Accuracy in Media

Q. How does a Republican president get a college professor to show him some love?

A. He appeases Communist China.

“China policy was comparatively successful during most of the Bush administration—an assessment that is widely shared, including among many who will make or influence China policy under Obama,” Jacques deLisle wrote in a paper for the Foreign Policy Research Institute on February 15, 2009. “Early tensions had become relatively distant memories by the end of an administration that closed with President Bush’s attendance at the Beijing Olympics opening ceremonies and China’s muted reaction to the eleventh-hour consummation of a long-pending package of arms sales to Taiwan.”

“The Obama administration begins with significant good will in China.” Professor deLisle is the Stephen A. Cozen Professor of Law at the University of Pennsylvania.

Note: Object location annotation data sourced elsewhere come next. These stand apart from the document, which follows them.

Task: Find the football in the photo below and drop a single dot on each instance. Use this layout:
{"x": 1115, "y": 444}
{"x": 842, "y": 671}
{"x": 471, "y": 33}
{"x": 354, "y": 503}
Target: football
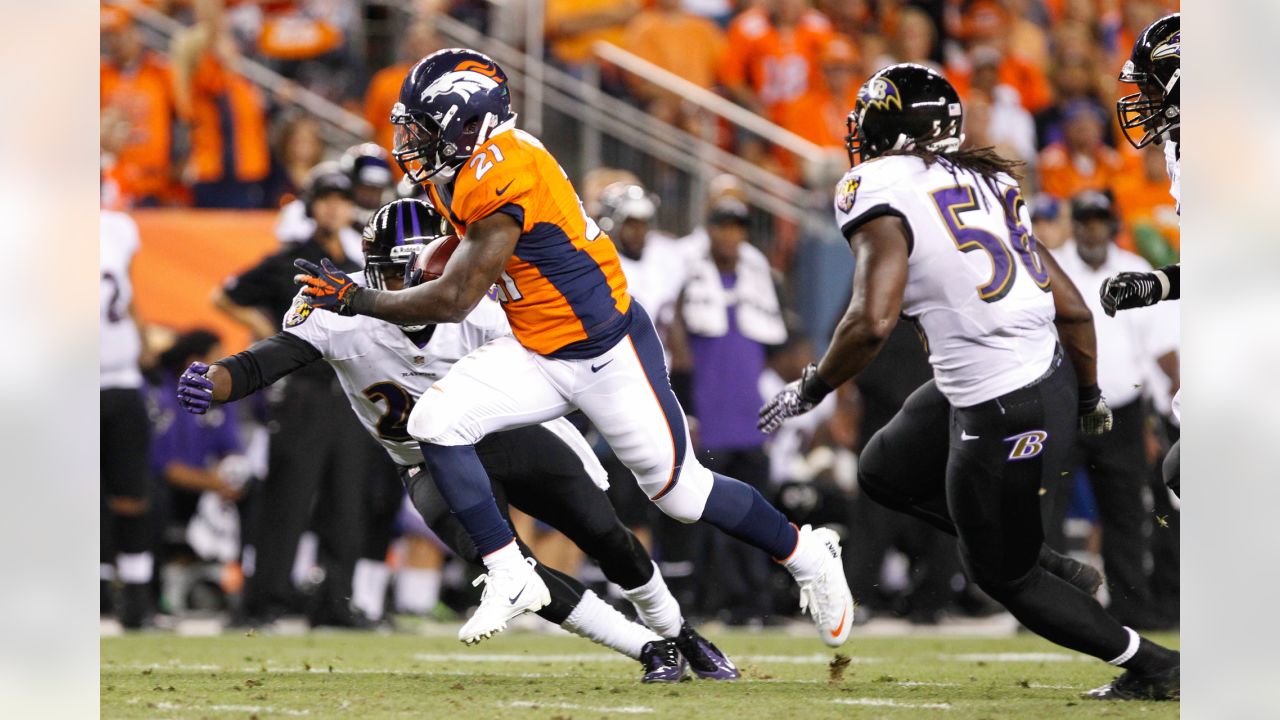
{"x": 433, "y": 259}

One of his duo of ratings describes him as “absolutely horrible.” While that is probably too harsh a description of the professor, it might be an entirely appropriate characterization of Communist China and U. S. policy towards the dictatorship under both the Republican who just exited the White House and the Democrat who replaced him there.

For one thing, every available human rights report shows new abuses occurring and old ones unresolved. For another, it is clear from the extant evidence that Red China sees trade as a weapon of war, not a means to a better life.

“China made scant progress in reining in the rampant counterfeiting and piracy that deprive legitimate foreign businesses operating in China of their intellectual property, while they provide an effective subsidy to Chinese companies that make use of stolen software and other advanced technology,” the U. S.-China Economic and Security Review Commission reported in its report for 2008. “Chinese regulators failed to prevent the domestic sale and export of consumer goods tainted with industrial chemicals and fraudulent ingredients.”

“In one case examined by the Commission, China’s lax controls on the production and handling of its seafood exports led to a partial U.S. ban for health reasons on imported Chinese seafood. Yet, thanks to artificially low prices partly resulting from an array of subsidies to its seafood industry, China has become the largest exporter of seafood to the United States.”

The China Commission was formed by Congress as a response to scandals in the Clinton Administration that the media largely ignored and that the Republicans who then ran the national legislature failed to investigate. Since it has been in existence, the Commission has catalogued Red China’s abuses in chapter and verse in hundreds of pages submitted to congressional committees annually.

The Bush Administration largely followed the benign neglect policies of the Clinton years although the 43rd president did not embrace the Beijing regime quite as warmly as the 42nd chief executive did. “Since 2001, the Bush Administration has continued the policy of engagement with China, while the Pentagon has skeptically reviewed and cautiously resumed a program of military-to-military exchanges,” Shirley Kan wrote in a report for the Congressional Research Service in a report updated on February 1, 2008.

Out of office, President Reagan’s defense secretary Caspar Weinberger characterized the latter of these activities as “a license to steal.” Indeed, it is hard to find an endeavor in which Red China as changed.

“China continues to repress religious and human rights, and intimidate our Asian allies while expanding their influence in areas like South America and Africa,” Sen. James Inhofe, R-Okla., warned his colleagues on April 5, 2005. “The recent Taiwanese ‘anti-secession’ bill passed in China is further evidence of this hegemonic outlook.”

“Apparent dual use of legitimate U.S. Exports once delivered in China being converted for military or surveillance applications.” Red China is engaged in “industrial espionage” as well as the old-fashioned kind, Sen. Inhofe showed.

“Also, according to the FBI, cases of Chinese espionage in the United States are increasing at thirty percent annually in some places,” Sen. Inhofe noted. He also pointed out that China has been busily arming Iran, which makes the suggestion of policy wonks that the People’s Republic aid the United States in pressuring the rogue regime a curious one.

You may not have to wait long for the Great Leap Forward.